When did you start taking photographs? 

Photography started out for me when I was a kid with my parents film cameras, but as soon as it was introduced to me as a subject I could take for school it very quickly went from a hobby to something I wanted to make a living from. 

How would you describe your photographic style? 

It took me a few years to find my style and to settle with one look, but it was one day in Paris - I found myself consistently shooting in a specific way. I was drawn to the lighter colours of the city and buildings and from then on I always shot this way and applied my style to all my work. I often get asked if my work is a photograph or a painting, so I suppose that would be my style! 

 Occasionally I will have a day and find myself shooting dark scenes and situations with a hint of colour, but rarely.

Is there a particular New Zealand area or subject that means something special to you? 

The whole journey from Christchurch through Arthurs Pass to the West Coast is special to me. It was the first journey I took when I moved here from England and it was a complete shock to me as to how somewhere could be that beautiful! Now it is our journey home and it will forever remain dear to me.

Do you have a favourite part of New Zealand? 

When I think of all the places I have travelled [to] within New Zealand, I always get excited to get back to the West Coast and home. It is so quiet and secluded compared to what I am used to and having our two dogs waiting for us makes this the best place.

Is shooting in New Zealand different to other parts of the world? 

The light and the landscape is so totally different to the UK. When I lived in Melbourne the light was so warm and the landscape so vast. Going from that to London where you don’t see so much of the sky and the days are short in the winter, it was a massive adjustment. Now living in New Zealand the sky is enormous, with stunning mountains and sunsets. It is the perfect mix of English and Australian light and I love shooting in it! We truly get four seasons throughout the year and the light is so different for each one. It’s exciting to shoot at all times of the year, but when it rains it pours and that is a day to stay inside and get the computer work done!

Do you have a favourite subject?

The landscape is a new one. I adore shooting the landscape now that I live in a beautiful one, but my true passion which has stayed with me from day one would be interiors and homes. That is where I started out with photography and I will continue forever to shoot and love them.

You've photographed both the North and South Islands - do you find these different in any way?

The South Island is a lot more rural and you can drive a long way without seeing a property. It is rugged and quite untouched whereas the North is a smaller island and there is a lot more going on with bigger cities closer together. I don’t prefer shooting one over the other, however I see the South Island a lot more and so shooting opportunities come up more frequently.

What advice do you have for someone considering a career as a photographer?

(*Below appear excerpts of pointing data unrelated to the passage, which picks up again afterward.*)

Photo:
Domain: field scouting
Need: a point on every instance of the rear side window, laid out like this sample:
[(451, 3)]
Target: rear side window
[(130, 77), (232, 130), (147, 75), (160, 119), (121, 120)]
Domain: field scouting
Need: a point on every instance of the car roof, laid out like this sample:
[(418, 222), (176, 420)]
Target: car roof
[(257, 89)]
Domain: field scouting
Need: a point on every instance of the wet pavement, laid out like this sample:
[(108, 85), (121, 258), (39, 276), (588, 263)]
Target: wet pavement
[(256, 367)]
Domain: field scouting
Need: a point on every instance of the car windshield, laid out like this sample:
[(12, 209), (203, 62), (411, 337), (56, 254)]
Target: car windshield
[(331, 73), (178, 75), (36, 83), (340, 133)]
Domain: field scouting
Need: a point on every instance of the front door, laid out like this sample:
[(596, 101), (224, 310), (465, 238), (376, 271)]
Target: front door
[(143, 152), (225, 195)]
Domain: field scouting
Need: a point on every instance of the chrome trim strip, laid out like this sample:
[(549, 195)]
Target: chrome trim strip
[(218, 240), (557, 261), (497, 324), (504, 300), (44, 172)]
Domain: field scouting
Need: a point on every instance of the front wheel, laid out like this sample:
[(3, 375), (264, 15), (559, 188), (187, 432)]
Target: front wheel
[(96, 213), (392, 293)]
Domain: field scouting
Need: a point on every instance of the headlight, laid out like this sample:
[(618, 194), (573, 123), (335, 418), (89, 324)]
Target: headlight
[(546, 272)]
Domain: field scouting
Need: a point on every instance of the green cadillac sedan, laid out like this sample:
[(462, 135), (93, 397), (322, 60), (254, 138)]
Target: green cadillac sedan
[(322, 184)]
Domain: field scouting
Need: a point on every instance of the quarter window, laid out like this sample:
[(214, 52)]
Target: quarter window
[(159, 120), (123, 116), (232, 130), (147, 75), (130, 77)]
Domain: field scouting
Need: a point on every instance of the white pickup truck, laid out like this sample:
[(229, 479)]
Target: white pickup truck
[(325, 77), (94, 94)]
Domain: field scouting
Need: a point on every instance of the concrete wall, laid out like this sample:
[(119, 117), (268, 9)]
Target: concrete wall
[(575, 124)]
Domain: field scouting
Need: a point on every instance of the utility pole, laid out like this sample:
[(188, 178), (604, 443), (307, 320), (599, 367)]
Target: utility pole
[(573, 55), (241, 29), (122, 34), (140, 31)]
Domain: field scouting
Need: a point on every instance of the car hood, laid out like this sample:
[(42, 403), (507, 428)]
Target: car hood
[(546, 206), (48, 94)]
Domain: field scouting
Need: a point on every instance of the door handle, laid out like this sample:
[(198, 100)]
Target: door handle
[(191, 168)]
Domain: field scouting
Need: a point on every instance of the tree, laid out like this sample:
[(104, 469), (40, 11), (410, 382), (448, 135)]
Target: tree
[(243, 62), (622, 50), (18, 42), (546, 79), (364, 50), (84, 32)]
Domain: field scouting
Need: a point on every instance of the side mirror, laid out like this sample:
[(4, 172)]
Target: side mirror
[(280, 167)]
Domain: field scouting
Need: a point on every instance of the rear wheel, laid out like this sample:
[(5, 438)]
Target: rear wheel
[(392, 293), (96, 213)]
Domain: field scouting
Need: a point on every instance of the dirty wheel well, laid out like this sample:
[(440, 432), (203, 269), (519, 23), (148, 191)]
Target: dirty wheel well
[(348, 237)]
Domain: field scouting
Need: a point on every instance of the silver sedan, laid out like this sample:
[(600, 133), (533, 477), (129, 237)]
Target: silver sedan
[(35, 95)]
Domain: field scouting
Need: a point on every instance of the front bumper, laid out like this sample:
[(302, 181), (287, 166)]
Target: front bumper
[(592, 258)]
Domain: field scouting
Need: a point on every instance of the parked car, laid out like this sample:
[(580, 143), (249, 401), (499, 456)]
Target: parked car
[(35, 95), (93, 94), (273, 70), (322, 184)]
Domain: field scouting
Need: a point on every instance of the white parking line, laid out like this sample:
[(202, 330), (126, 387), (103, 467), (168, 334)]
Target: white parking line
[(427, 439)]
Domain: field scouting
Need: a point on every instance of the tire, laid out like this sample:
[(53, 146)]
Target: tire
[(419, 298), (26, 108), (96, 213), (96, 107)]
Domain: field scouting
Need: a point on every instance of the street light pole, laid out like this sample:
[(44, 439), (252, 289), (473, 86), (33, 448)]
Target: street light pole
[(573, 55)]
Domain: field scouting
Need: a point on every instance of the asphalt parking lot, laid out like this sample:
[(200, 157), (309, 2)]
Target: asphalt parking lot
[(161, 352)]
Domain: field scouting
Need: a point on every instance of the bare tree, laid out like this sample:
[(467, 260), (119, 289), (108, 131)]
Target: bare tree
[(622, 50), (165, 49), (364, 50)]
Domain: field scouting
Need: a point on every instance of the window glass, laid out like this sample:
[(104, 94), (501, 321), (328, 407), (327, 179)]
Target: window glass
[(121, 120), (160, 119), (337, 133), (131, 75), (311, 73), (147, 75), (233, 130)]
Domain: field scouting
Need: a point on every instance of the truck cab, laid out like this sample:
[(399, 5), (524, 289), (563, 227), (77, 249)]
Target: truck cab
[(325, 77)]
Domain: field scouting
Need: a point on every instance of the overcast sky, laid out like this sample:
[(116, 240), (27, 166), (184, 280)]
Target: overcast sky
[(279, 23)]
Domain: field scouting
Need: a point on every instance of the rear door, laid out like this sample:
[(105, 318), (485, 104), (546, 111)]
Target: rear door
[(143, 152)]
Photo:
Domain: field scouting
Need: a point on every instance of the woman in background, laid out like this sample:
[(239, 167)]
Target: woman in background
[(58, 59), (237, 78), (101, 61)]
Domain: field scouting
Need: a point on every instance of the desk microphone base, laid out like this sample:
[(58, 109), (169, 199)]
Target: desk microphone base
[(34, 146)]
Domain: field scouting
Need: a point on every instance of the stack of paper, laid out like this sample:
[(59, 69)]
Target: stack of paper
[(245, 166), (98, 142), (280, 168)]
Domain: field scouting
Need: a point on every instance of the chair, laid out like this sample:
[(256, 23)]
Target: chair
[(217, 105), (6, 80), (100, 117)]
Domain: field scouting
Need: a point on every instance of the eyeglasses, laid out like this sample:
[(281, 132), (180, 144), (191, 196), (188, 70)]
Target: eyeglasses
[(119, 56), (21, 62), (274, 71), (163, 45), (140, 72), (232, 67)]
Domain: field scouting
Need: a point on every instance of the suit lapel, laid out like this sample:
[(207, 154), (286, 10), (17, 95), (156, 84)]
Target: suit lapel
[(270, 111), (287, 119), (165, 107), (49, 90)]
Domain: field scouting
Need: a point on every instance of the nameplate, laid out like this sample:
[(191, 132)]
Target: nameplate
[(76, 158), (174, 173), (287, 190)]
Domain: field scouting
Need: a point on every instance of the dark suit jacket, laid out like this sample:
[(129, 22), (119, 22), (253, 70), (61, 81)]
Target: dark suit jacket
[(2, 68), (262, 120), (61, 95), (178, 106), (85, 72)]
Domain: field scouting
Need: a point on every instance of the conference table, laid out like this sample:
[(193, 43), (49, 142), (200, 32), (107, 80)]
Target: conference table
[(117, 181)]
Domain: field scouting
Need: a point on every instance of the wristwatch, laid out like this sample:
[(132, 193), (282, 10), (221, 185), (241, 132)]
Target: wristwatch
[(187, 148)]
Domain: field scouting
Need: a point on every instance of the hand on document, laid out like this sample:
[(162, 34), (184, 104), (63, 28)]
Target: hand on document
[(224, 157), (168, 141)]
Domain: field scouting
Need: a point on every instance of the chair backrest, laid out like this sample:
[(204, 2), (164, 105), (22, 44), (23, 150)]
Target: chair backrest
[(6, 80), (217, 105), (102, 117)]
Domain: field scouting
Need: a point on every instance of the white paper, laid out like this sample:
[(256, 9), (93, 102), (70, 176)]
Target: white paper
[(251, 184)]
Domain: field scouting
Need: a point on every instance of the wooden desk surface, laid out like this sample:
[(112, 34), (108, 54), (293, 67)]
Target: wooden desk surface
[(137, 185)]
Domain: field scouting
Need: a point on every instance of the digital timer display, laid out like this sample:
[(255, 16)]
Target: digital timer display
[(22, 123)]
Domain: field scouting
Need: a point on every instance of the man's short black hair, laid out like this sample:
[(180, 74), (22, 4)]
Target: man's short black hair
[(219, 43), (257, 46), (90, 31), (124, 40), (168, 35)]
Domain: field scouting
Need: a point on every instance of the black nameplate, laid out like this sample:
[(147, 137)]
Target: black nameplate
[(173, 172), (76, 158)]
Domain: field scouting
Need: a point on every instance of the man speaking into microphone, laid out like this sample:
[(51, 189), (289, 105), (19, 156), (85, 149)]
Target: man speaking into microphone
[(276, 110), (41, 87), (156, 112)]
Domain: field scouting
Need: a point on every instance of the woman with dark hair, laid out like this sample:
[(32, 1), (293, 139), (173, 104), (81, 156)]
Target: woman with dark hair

Keep at it and believe in yourself. I had many ‘doubt’ days when I started out with my photography. I wasn’t convinced with my style and aesthetic and I didn’t believe that anyone would be interested in it either. It took me a bit of time to gain that confidence and to be able to talk about my work without feeling like I was trying to force it upon someone - once I felt I could do this, the belief and hard work started to pay off and now I can’t believe where my photography has taken me.